2020年6月,奉明海大和尚之命,笔者来到柏林禅寺,为常住大众作《首楞严经》导读讲座,持续了一个月的时间。期间,明海大和尚约笔者就《生活禅纲要》一书的修改和完善,交流了整整一个下午。大和尚于百忙中,花了将近一年的时间,对本书进行审阅。他审读得非常细致。凡是有硬伤、疑问和不符合学术规范的地方,他都一一做了修改和标记;对于需要调整和补充的地方,他都坦诚地提出了自己的想法和建议。笔者深受启发,由衷地叹服于大和尚的学识深厚、智慧高远。大和尚的审读意见,为本书的最后定稿起到了决定性的作用。
邢台大开元寺的秋
《首楞严经》导读结束后,笔者旋即回京,按大和尚的意见,花了近三个月的时间,对全书又做了一次系统的修改。与此同时,我的同修明洁居士对书稿做了非常精细的校对,修正了数百处各种类型的错误。

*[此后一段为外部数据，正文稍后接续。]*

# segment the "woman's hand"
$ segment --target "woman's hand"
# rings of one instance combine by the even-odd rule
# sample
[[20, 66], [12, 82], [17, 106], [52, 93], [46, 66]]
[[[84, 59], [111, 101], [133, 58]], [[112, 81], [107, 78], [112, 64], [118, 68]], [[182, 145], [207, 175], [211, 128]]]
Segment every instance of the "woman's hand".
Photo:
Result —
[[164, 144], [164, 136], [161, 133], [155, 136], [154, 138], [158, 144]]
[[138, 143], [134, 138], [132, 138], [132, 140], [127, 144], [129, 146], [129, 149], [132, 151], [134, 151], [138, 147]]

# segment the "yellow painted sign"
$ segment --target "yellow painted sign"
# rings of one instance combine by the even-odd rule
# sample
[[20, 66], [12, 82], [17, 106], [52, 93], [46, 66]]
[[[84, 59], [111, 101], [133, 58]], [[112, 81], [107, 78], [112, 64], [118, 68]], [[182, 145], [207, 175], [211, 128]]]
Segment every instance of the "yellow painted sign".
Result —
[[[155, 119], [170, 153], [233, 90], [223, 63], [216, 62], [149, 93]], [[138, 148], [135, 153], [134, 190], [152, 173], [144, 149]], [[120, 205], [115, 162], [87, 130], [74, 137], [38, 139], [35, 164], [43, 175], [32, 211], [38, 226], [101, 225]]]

2021年5月中旬,笔者奉明海大和尚之命,专程去四川成都,拜访了四川大学宗教所的陈兵教授,并请他为《生活禅纲要》赐序。陈先生是当代中国罕有的学修并重、著作等身、德高望重的大学者,亦是老和尚生前的好友和大护法。陈先生认真地阅读了书稿,并对其中“关于禅宗三关”这一节,提出了非常中肯的修改意见。回京后,笔者用了将近一个月的时间,按陈先生的指点,对相关内容作了补充和修订。
本书的写作过程,正是笔者在赵州茶馆和什刹海书院领众研读原典的过程。深入研读原典为笔者完成此书提供了源源不断的智慧支持。现在想起来,这一领众研读原典的过程好像是冥冥中早就安排好了。正如笔者在本书“余论”中所讲的:
抓住“老和尚提出生活禅理念其背后深厚的大乘经教基础”这个关键点,还源生活禅的大乘经教基础,并加以通俗化的解读,对于信解、实践、弘扬生活禅具有重要的意义。生活禅修学体系的系统表述依靠它;个人修行的落实依靠它;生活禅的广泛弘扬亦依靠它。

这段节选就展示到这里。